Here is an example with std::vector:
#include <math.h>
#include <iostream>
#include <vector>
double Calc_H(double Q, double Head, std::vector<double> const& constants)
{
return (constants[0] * pow(Q, 4) + constants[1] * pow(Q, 3) + constants[2] * pow(Q, 2) + constants[3] * Q + constants[4] - Head);
}
double Calc_dH(double Q, std::vector<double> const& constants)
{
return (4 * constants[0] * pow(Q, 3) + 3 * constants[1] * pow(Q, 2) + 2 * constants[2] * Q + constants[3]);
}
double NewtonRaphson(double Head, double first_guess, double max_error, std::vector<double> const& constants)
{
double Q_iter = first_guess;
int iter_counter = 1;
std::cout << constants.data() << std::endl << constants[0] << std::endl << constants[1] << std::endl;
while (abs(Calc_H(Q_iter, Head, constants)) > max_error && iter_counter < 1000)
{
Q_iter = Q_iter - Calc_H(Q_iter, Head, constants) / Calc_dH(Q_iter, constants);
iter_counter++;
}
return Q_iter;
}
std::vector<double> Calc_constants(double freq)
{
std::vector<double> constants(6);
constants[0] = -1.2363 + 2.3490 / 10 * freq - 1.3754 / 100 * pow(freq, 2) + 2.9027 / 10000 * pow(freq, 3) - 2.0004 / 1000000 * pow(freq, 4);
constants[1] = 1.9547 - 4.5413 / 10 * freq + 3.5392 / 100 * pow(freq, 2) - 8.1716 / 10000 * pow(freq, 3) + 5.9227 / 1000000 * pow(freq, 4);
constants[2] = -5.3522 - 4.5413 / 10 * freq - 1.3311 / 100 * pow(freq, 2) + 4.8787 / 10000 * pow(freq, 3) - 4.8767 / 1000000 * pow(freq, 4);
constants[3] = 3.8894 / 100 + 3.5888 / 10 * freq + 1.0024 / 100 * pow(freq, 2) - 5.6565 / 10000 * pow(freq, 3) + 7.5172 / 1000000 * pow(freq, 4);
constants[4] = -8.1649 + 5.4525 / 10 * freq - 3.2415 / 100 * pow(freq, 2) + 8.9033 / 10000 * pow(freq, 3) - 9.0927 / 1000000 * pow(freq, 4);
constants[5] = 2.1180 / 10 + 5.0018 / 100 * freq + 6.0490 / 1000 * pow(freq, 2) - 1.5707 / 100000 * pow(freq, 3) + 3.7572 / 10000000 * pow(freq, 4);
return constants;
}
int main()
{
//Determine constants based on freq (see manual pump)
double freq;
std::cin >> freq;
double head;
std::cin >> head;
std::vector<double> constants = Calc_constants(freq);
std::cout << constants[0] << std::endl << constants[1] << std::endl << constants.data() << std::endl;
std::cout << NewtonRaphson(head, 0, 0.001, constants) << std::endl;
std::cin >> freq;
return 0;
}
(I've also modified the while loop to what I guess is what you intended.)

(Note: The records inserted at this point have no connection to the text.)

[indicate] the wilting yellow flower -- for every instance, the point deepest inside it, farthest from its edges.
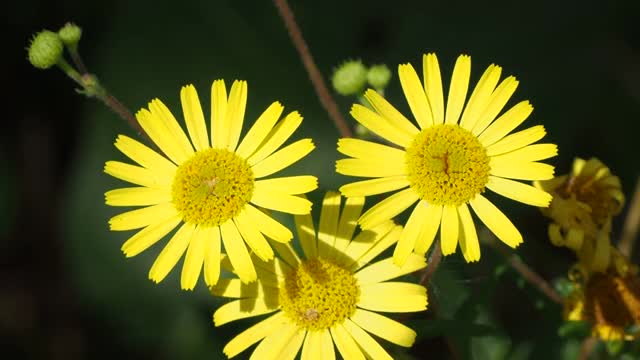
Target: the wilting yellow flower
(330, 296)
(583, 205)
(609, 301)
(213, 186)
(447, 162)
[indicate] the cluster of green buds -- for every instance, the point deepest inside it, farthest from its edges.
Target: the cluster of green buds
(47, 47)
(352, 77)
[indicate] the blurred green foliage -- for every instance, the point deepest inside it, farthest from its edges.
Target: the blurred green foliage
(576, 62)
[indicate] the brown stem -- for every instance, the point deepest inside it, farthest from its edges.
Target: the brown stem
(587, 347)
(319, 85)
(631, 224)
(528, 274)
(432, 265)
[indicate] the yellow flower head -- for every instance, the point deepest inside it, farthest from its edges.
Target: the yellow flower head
(329, 296)
(583, 205)
(447, 161)
(213, 185)
(610, 302)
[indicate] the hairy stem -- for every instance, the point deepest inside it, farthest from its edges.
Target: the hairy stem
(315, 76)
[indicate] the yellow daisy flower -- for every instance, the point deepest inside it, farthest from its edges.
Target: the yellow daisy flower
(449, 160)
(330, 296)
(213, 187)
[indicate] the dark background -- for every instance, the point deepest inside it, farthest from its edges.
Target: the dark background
(67, 292)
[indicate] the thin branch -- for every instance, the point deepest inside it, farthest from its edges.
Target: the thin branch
(315, 76)
(631, 224)
(432, 265)
(528, 274)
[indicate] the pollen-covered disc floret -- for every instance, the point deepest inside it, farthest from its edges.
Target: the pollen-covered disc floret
(319, 294)
(447, 165)
(212, 187)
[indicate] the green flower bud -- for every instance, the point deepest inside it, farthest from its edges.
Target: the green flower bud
(350, 78)
(379, 76)
(45, 49)
(70, 34)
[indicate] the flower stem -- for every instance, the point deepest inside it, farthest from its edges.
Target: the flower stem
(529, 274)
(631, 224)
(319, 85)
(432, 264)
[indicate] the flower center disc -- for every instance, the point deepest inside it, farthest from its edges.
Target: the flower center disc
(319, 294)
(212, 187)
(447, 165)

As you can see, element access has the same syntax as C arrays. A pointer to the data encapsulated by the std::vector is obtained with data(). I've added this since your original code printed the address of the array; you will rarely need data() in your real code for this kind of application.
Now, as far as your original code is concerned:
double * Calc_constants(double freq)
{
double * pointer;
double constants[6];
// ...
pointer = constants;
return pointer;
}
This simply produces undefined behaviour. constants is a local variable. The six elements you create here are destroyed when the function returns, yet you keep a pointer to them. The C++ language makes no guarantees as to what will happen, should you try to dereference that pointer later on (as you do). With some luck, the program would have crashed immediately, showing you that there is a serious error, rather than generating nonsense output.
You were a bit unlucky as well not to get a compiler warning for this. Had you not used the redundant pointer variable, then you might have received a warning (at least with VC 2013).
Simple example:
double * Calc_constants()
{
double constants[6];
return constants;
}
int main()
{
double* ptr = Calc_constants();
}
VC 2013 warning:
warning C4172: returning address of local variable or temporary
With std::vector, the data is allocated internally such that you can safely return objects. You can use standard container objects as safely as simple ints, without raw-pointer complexities sprinkled all over your code.